TIMECOM: Cost Efficiencies Drive Earnings Beat, Analysts Project Significant Upside
| Investment Bank | TA SECURITIES |
|---|---|
| TP (Target Price) | RM0.25 (+25.0%) |
| Last Traded | RM0.20 |
| Recommendation |
A recent investment bank research report indicates that a major telecommunications company’s third-quarter 2025 results slightly exceeded expectations, primarily driven by effective cost efficiencies. The strong performance has led TA SECURITIES to issue a “BUY” recommendation, with a target price of RM0.25, representing a significant 25.0% upside from the last traded price of RM0.20.
Strong Performance Driven by Cost Optimisation
The company reported a core PATMI (Profit After Tax and Minority Interest) of MYR138.3 million for 3Q25, marking an impressive 21% quarter-on-quarter and 33% year-on-year growth. For the first nine months of 2025, core PATMI reached MYR371 million, up 17% year-on-year, accounting for 77% of the full-year estimate. This outperformance was largely attributed to lower-than-expected tax expenses and successful tax optimisation initiatives, underscoring robust cost management. In a positive move for shareholders, a special interim DPS of 21.64 sen was declared, payable on December 22.

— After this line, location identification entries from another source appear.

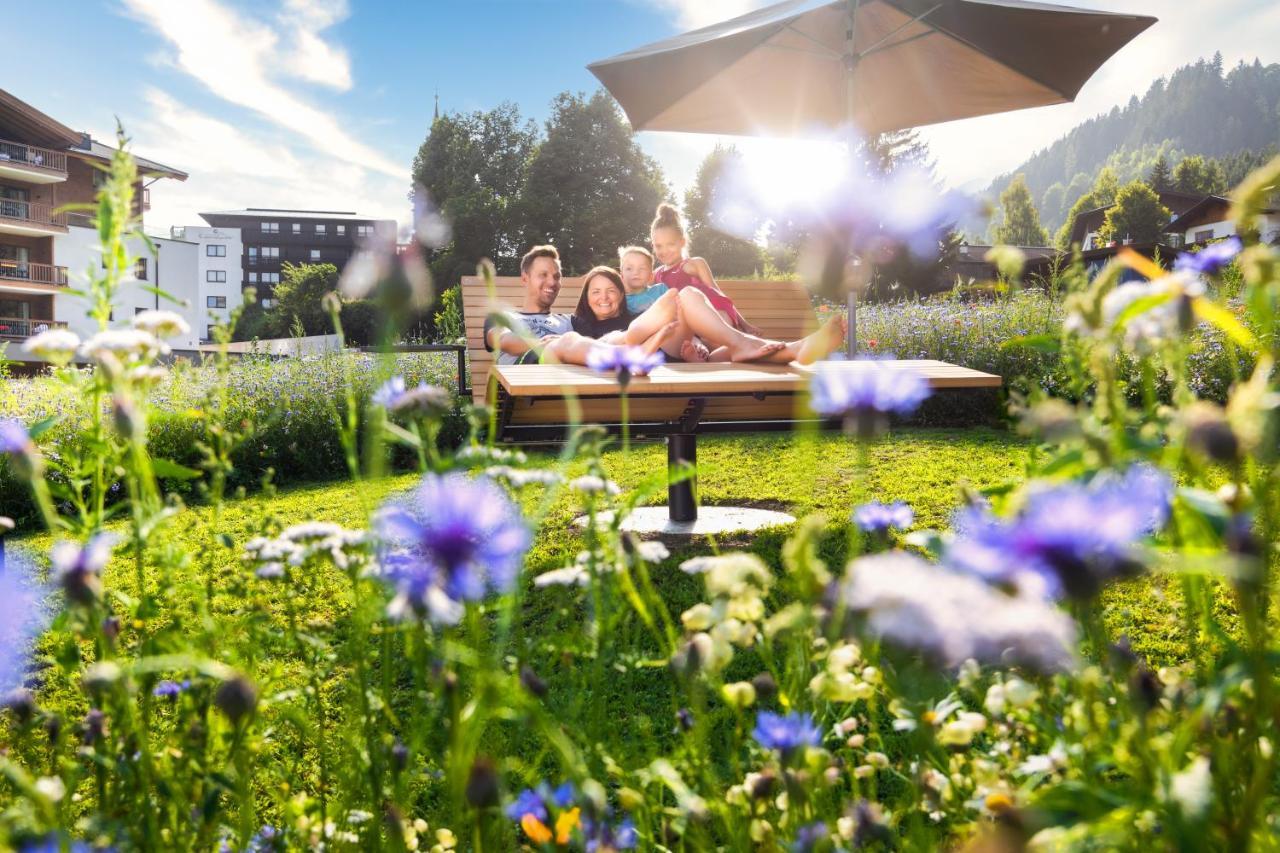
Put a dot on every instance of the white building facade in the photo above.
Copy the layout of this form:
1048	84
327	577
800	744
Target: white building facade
172	269
219	273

Segmental Growth Amidst Market Dynamics
In the retail segment, fibre broadband (FBB) revenue grew 2.3% quarter-on-quarter and 12% year-on-year, driven by 8,000 new subscribers and stable average revenue per user (ARPU). This growth outpaced competitors like Maxis and was comparable to Telekom Malaysia and CelcomDigi. The wholesale segment saw stronger quarter-on-quarter growth, boosted by data centre (DC) connectivity deals, although wholesale revenue was down 3% year-to-date. Enterprise revenue also ticked up quarter-on-quarter due to lumpy government projects.
The 30%-associate AIMS Group, a DC business, continues to experience robust co-location demand, with Block 3 of AIMS@CJ nearly pre-sold to capacity within six months of completion. However, the report notes that AIMS’ earnings contribution may see a tapering off due to higher depreciation and financing charges from aggressive DC capital expenditure. Challenges in the retail segment include competition from fixed wireless access offerings and difficulties in penetrating single-dwelling units.

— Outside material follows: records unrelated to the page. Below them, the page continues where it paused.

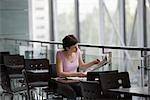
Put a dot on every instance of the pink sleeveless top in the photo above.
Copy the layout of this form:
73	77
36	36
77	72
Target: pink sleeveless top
69	66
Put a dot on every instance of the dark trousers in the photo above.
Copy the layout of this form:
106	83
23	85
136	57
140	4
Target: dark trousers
70	91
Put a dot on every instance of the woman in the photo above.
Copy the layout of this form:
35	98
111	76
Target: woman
67	63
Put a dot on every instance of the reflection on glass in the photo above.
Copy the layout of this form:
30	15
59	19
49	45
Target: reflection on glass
65	18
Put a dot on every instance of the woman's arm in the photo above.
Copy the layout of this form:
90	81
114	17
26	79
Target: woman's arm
59	69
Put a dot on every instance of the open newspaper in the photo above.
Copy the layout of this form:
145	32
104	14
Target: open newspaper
95	67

Future Outlook and Capital Management Strategy
The company is well-positioned to continue outpacing industry growth in the expanding FBB market. Management plans to optimise its capital structure over the next 12-24 months, maintaining a net debt/EBITDA threshold of 1.5x, currently reporting MYR659 million in net cash. With annual capital expenditure managed between MYR300-400 million, there is significant scope for higher dividends, including recurring special payouts. A MYR200 million payout (approximately 11 sen per share) is expected to be a recurring dividend.
Potential downside risks include increased retail broadband competition, weaker-than-expected earnings and/or margins, and management execution. Conversely, upside risks include higher-than-expected dividends and/or earnings, and lower-than-expected capital expenditure.
Investment Recommendation
Given the strong financial performance driven by cost efficiencies and a clear capital management strategy, analysts at TA SECURITIES have maintained their positive outlook. The report reiterates a “BUY” recommendation with a target price of RM0.25, indicating confidence in the company’s ability to deliver significant shareholder value and capital appreciation in the near term.